52 It is appropriate in this case that the Tribunal intervene to make an order for the filing of records kept by the donee in its supervisory role. In this case, the transaction - being the transfer of funds to an account held in his name with his spouse - undertaken by the donee in connection with the EPA, was one from which he derived a significant financial benefit.

53 The evidence shows that the donee did not fully understand the obligations arising from his acceptance of the role as donee. Although we think that these obligations are now understood and that there was no intention on the part of the donee to act inappropriately in respect of KS, this is a further reason why the transactions following the sale should be scrutinised.

54 The order to file the accounts is not onerous on the donee since he was always obliged to keep records.
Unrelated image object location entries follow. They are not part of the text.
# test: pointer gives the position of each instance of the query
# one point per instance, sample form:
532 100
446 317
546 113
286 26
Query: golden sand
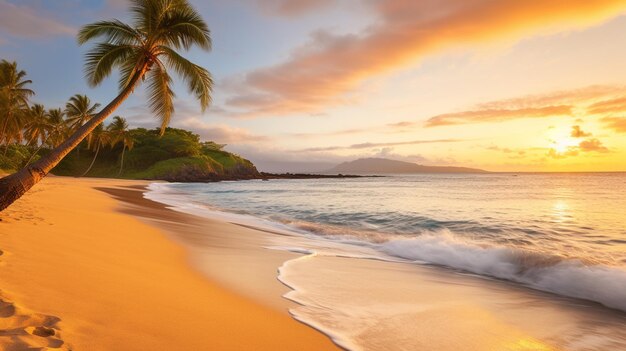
77 274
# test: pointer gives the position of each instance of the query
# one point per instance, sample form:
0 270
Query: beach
109 268
79 272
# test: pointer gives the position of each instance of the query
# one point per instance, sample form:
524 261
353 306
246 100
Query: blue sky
333 80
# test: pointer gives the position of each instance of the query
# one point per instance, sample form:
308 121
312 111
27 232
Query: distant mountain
387 166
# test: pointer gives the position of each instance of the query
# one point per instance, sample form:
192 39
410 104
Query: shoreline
87 274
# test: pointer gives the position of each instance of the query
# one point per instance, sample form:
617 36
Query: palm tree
13 102
58 127
78 111
101 137
36 129
144 50
120 134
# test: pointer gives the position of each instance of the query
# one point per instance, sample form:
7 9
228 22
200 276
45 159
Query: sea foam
564 276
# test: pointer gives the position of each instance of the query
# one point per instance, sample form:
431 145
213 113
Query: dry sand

The filing of the records and the provision of copies to the applicant simply puts the applicant in the position of knowing what occurred in relation to those transactions.
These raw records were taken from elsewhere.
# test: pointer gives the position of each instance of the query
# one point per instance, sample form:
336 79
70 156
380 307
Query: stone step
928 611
55 In our judgment, the need to provide records only arises in respect of the period following the sale and settlement of the property of KS, and the transfer of the funds to KS's daughter and the donee and the subsequent expenditure of those funds. Because the funds have been deposited into an account in the names of the donee and his spouse, those accounts will need to be disclosed.

56 We will adjourn the application for orders under s 109(1)(b) of the GA Act to enable us to hear further from the parties as to whether there should be an audit of the records filed and how the costs of any audit will be met.




Orders


    1. In respect of the application pursuant to s 109(1)(a) the donee of an enduring power of attorney dated 6 July 2004 by which KS appointed GC as his attorney, file with the Tribunal and serve on the applicant, by 30 July 2008
(Page 14)
    a copy of all records and accounts kept by him as donee of dealings and transactions made by him in connection with the power from 1 March 2006 to the date of death of the donor. The records provided are to be in date order, indexed, paginated and with supporting documents.
    2. The application pursuant to s 109(1)(b) is adjourned to 10am on 14 August 2008.


    I certify that this and the preceding [56] paragraphs comprise the reasons for decision of the State Administrative Tribunal.